Capital Punishment and Criticism of Garrison

May 17, 1844

Brother Kurtz, a clergyman and editor of Lutheran Observer, is here quoted:
‘A number of individuals, with Mr. Garrison at their head, have been petitioning the Massachusetts Legislature to abolish capital punishment, and, in case their prayer should be denied, they ask that the gallows be erected near a meeting house, that the execution take place on the Sabbath day, and that the minister be the executioner’  We give the foregoing to show where this notorious individual has got to. What will be his next step, time alone will tell.”

Capital Punishment

January 3, 1845

A meeting held at which Garrison and others resolve to petition the legislature to “abolish capital punishment in this Commonwealth”.  Includes the following:  ” Resolved,  That it is among the glorious objects of Christianity to save men’s lives, not to destroy them – to abolish the gallows and every other instrument of inhumanity, as well as war and slavery – to reclaim the criminal and not to ruin him – to overcome evil with good , and not to extract eye for eye, or tooth for tooth, or life for life.”

Wrongful execution

February 7, 1845

Under the heading, Foreign Intelligence, a notice about a man who now confesses to a murder for which another was executed.  “This is not the first time, by many hundreds, that the innocent has suffered, instead of the guilty, in this awful and irrevocable manner.  Down with the gallows!”

Wrongful Executions

June 13, 1845 

 From the Providence Republican Herald, there is an unsigned letter to the Editor. ”I have always been an advocate for the infliction of Capital Punishment for the crime of murder, but I must say, the deplorable use made of the law recently, has entirely changed my mind on the subject.  Since the philanthropists of England have undertaken an examination of the subject, they have ascertained that more than one hundred and fifty have been executed in England, within a few years, who have been proved innocent after their death …… you may say there is not the same danger in our country; but, sir, the danger is becoming great here …..”

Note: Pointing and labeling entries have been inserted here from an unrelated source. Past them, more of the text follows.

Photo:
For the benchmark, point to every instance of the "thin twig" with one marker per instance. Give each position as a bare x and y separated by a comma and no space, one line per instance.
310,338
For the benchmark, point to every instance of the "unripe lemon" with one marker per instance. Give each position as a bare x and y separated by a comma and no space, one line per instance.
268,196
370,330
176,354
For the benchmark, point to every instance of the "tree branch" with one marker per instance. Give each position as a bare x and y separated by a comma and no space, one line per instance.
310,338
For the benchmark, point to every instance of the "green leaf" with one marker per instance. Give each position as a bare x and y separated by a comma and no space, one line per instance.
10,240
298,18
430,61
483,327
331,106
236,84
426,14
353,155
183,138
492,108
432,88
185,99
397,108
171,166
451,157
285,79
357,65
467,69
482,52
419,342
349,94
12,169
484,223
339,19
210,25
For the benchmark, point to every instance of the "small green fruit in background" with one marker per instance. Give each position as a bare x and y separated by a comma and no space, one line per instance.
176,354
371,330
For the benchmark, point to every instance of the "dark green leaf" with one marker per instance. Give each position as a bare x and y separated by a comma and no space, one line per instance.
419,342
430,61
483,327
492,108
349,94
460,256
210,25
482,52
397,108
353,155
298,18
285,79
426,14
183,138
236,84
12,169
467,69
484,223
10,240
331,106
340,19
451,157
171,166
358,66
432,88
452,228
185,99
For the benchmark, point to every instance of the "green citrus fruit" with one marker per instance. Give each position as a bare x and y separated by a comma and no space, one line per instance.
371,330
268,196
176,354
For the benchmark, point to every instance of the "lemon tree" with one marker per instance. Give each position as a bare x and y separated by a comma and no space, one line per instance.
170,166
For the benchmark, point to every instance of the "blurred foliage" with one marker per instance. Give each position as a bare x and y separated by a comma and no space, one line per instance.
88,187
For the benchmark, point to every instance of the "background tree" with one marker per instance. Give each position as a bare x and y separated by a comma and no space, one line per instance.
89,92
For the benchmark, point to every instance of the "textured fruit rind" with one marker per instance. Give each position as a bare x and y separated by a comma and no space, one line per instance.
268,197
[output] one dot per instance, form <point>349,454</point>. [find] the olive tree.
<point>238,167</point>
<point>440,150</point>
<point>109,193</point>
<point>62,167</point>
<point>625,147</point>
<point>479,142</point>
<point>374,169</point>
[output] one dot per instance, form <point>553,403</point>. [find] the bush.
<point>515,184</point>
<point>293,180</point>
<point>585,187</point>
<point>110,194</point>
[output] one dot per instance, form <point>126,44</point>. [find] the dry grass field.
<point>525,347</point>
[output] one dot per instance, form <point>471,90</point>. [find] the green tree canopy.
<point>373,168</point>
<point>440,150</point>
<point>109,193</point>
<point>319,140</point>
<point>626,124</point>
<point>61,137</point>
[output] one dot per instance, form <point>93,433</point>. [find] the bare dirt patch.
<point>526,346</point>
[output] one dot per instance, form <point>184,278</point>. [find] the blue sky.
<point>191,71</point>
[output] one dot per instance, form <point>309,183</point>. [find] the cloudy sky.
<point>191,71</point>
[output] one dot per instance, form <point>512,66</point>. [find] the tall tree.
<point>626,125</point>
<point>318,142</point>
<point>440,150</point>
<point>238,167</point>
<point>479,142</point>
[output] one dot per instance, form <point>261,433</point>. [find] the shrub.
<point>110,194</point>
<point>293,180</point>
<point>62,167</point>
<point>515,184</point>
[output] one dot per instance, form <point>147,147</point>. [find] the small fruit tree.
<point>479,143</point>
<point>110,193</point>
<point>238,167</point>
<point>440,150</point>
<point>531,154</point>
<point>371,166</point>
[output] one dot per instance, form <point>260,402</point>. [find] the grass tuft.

First Anniversary of Society to Abolish Capital Punishment

January 9, 1846

Here is notice of the FIRST ANNIVERSARY OF THE MASSACHUSETTS SOCIETY FOR THE ABOLITION OF CAPTIAL PUUNISHMENT, to be held on the 14th of January in Washington Hall, under the Boston Museum.

Capital Punishment

March 30, 1849

Under the title Shall He Be Hung?, here is an article about Washington Goode, a “colored man, a sailor,  … under sentence of death”….noted is a petition to the Governor for the commutation of the sentence …signatures include Samuel May,  Ellis Gray Loring, Wendell Phillips, H. I. Bowditch, James Freeman Clarke, J. A. Andrew.   The signers claim that the evidence of his guilt is circumstantial, and of flimsy character…that  many mistakes have been made, and they also make an appeal that “no good can spring from such an example” because he is “ignorant, friendless, degraded”.

Capital Punishment and Goode

April 13, 1849

A report from the N.W. Washingtonian of an enthusiastic meeting at Tremont Temple, at which about five hundred people signed a petition for Goode’s repreve  The article includes a strong statement favoring correction rather then execution as the better way to assure the safety of the community.  “Shall we be safer then to hang Washington Goode?  No. So far as security is concerned, he can be safely kept in prison.  So far as the example is concerned, the community justly fear the hanging, and require that it shall be in private. Its only effect upon the vicious will be to brutalize them, and sharpen their appetite for blood. If Goode shall be hung, we are all safer previous to the deed being committed, than we shall be afterward.   But there is one other consideration, the reformation of the criminal himself.  We never should lose sight of this. In securing this, we secure the safety of the community, and the abstract ends of justice….”

Petitions for Abolition of Capital Punishment

April 20, 1849

Here is a listing, submitted by J. M. Spear, of fifty-nine towns from which 5119
petitions have been collected, and forwarded to the legislature.

The Abolition of Capital Punishment

June 1, 1849

The same issue has a notice of a public meeting to be held in the Melodeon, to take into consideration the hanging of Goode, “and to effect the abolition of capital punishment in this Commonwealth in all cases”.

Abolition of Capital Punishment

April 12, 1850

John M. Spear writes to Garrison, informing him of the number of people who have signed petitions to the Massachusetts legislature, advocating the Abolition of Capital Punishment. He lists 59 towns, indicating the number of people in each town who signed, a total of 5,618 people.  He indicates that he has been informed that an additional petition, from Nantucket, included twelve hundred signatures.